Quando, por exemplo, uma criança presencia o divórcio conflituoso dos pais, em que ela se torna objeto de disputa, e sente que necessita optar emocionalmente por um deles para que seja amada, sinta-se segura e pertencente (geralmente, por aquele que obtém a guarda), ela rejeita dentro de si a energia do masculino ou do feminino, necessitando, assim, de muitas defesas e, inconscientemente, começa a construir o desamor a si mesma.

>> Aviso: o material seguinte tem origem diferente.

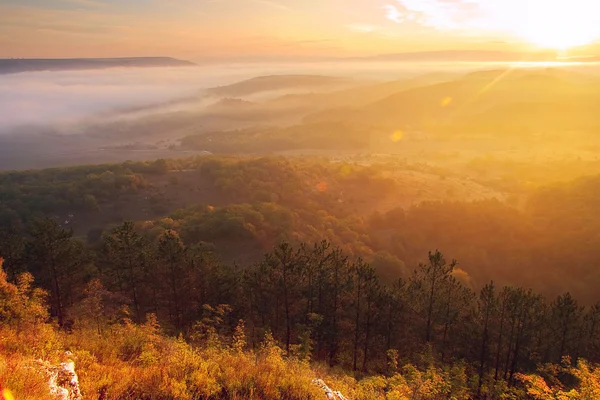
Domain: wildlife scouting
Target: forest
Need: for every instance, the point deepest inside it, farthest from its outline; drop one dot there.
(333, 267)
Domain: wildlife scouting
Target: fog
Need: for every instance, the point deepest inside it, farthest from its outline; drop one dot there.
(55, 98)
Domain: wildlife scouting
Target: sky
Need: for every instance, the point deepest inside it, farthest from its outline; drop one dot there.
(199, 29)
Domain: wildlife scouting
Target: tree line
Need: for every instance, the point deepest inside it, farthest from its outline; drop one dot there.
(315, 300)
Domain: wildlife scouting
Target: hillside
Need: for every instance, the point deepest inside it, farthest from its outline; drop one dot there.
(12, 66)
(463, 101)
(278, 83)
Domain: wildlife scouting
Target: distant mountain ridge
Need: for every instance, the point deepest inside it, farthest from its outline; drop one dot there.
(13, 66)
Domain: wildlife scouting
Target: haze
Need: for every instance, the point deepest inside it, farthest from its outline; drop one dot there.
(299, 199)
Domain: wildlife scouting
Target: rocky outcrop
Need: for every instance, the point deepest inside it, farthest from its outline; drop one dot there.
(331, 395)
(63, 382)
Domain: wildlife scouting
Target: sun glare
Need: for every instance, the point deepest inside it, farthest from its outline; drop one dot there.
(561, 24)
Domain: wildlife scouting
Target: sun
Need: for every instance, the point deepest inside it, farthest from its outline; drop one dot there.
(560, 24)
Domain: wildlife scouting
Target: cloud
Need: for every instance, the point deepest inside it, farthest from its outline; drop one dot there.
(393, 14)
(363, 28)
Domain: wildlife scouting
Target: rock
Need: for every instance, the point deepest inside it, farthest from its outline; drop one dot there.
(331, 395)
(63, 382)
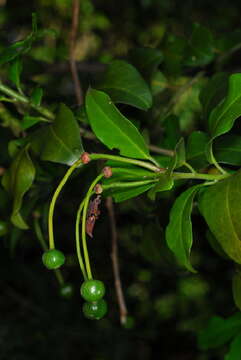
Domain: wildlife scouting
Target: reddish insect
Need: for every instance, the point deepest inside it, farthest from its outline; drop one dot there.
(92, 215)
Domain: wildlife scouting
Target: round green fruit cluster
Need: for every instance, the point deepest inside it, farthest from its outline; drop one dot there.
(95, 306)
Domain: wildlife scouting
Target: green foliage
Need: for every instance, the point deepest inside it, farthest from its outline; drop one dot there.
(105, 119)
(124, 84)
(158, 121)
(17, 181)
(62, 140)
(220, 206)
(179, 229)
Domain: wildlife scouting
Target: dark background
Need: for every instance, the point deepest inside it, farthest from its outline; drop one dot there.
(167, 306)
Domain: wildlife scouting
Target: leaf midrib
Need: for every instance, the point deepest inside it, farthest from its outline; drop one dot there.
(146, 156)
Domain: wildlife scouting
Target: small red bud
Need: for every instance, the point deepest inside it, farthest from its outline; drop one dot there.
(98, 189)
(107, 171)
(85, 157)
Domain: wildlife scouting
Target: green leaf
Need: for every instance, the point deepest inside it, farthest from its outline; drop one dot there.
(196, 149)
(36, 96)
(17, 180)
(158, 83)
(214, 91)
(20, 47)
(223, 116)
(172, 132)
(29, 121)
(164, 183)
(179, 230)
(61, 141)
(219, 331)
(146, 60)
(15, 71)
(112, 128)
(227, 149)
(126, 194)
(220, 205)
(125, 85)
(180, 153)
(234, 352)
(201, 45)
(236, 287)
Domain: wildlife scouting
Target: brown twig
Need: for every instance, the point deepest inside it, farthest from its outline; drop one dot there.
(73, 66)
(115, 262)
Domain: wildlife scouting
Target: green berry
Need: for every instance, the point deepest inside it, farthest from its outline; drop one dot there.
(3, 228)
(66, 291)
(95, 310)
(53, 259)
(92, 290)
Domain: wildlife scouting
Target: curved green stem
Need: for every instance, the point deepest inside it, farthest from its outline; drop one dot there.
(140, 163)
(189, 167)
(85, 208)
(16, 97)
(128, 184)
(77, 240)
(44, 246)
(177, 175)
(53, 201)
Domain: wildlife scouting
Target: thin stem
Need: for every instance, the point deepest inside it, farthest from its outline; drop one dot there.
(128, 184)
(84, 243)
(189, 167)
(140, 163)
(73, 66)
(53, 201)
(161, 151)
(115, 261)
(44, 246)
(77, 240)
(178, 175)
(23, 99)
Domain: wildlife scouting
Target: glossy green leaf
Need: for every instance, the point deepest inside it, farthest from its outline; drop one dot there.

Essa rejeição ao pai ou à mãe que lhe deu a vida causa muitos transtornos, pois, se ela é feita dos dois e um deles passa a ser uma pessoa “má”, a criança acredita que também tem essa característica, portanto, terá muita dificuldade em se aceitar e se relacionar, podendo, em casos mais severos, ter problemas graves de saúde, como depressão, síndrome do pânico, ansiedade, evoluindo para casos clínicos e patológicos.

 

“Quando uma criança é proibida de amar um de seus pais, ela deixa de amar metade dela.” Monja Coen

 

Pais, educadores, psicólogos, assistentes sociais e tantos outros agentes que intermediam e influenciam no desenvolvimento saudável do ser, precisam atentar para esse poderoso e transformador conhecimento. Que os pais, mesmo em sofrimento, possam enxergar os malefícios que o ódio a um dos cônjuges pode gerar na vida dessas crianças e o reflexo disso para toda a sociedade. A criança precisa de amor. Ela ama genuinamente as pessoas que lhe deram a vida, independentemente dos atos por eles praticados porque a criança não entende ainda a complexidade do mundo adulto. Seus sentimentos e sua natureza amorosa precisa ser plenamente cuidada e respeitada. Você, pai, você, mãe, que está em sofrimento após uma separação, olhe para seu filho com respeito ao outro progenitor dentro dele, pois também foi ele que permitiu que a maior dádiva fosse dada: a vida do seu filho.

Para auxiliar neste processo, é fundamental que você mergulhe na sua história, cure as suas feridas e transforme o seu olhar sobre você e o outro. O Eneagrama da Personalidade com a abordagem da infância é um excelente instrumento nesse resgate do amor-próprio e de melhoria nas relações.

 

Jaqueline Tartari

Transformadora na Sannyas

Educadora | Terapeuta | Coach

Mestre e especialista em Eneagrama da Personalidade com formações no Brasil e exterior.

Contato: jaqueline@sannyas.com.br

 

[1] Joan Garriga.

[2] Eneagrama da Personalidade é uma ferramenta cientificamente comprovada que integra conhecimentos da medicina, da psicologia do EU, da transpessoal e da terapia gestalt.

[3] Dr. Claudio Naranjo é um médico psiquiatra renomado, indicado ao Nobel da paz em 2015 e premiado 3 vezes consecutivas como Doutor Honoris Causa em Psicologia e Educação, que dedicou a vida ao estudo do comportamento humano e, nos últimos 45 anos, sistematizou vários saberes à ferramenta Eneagrama.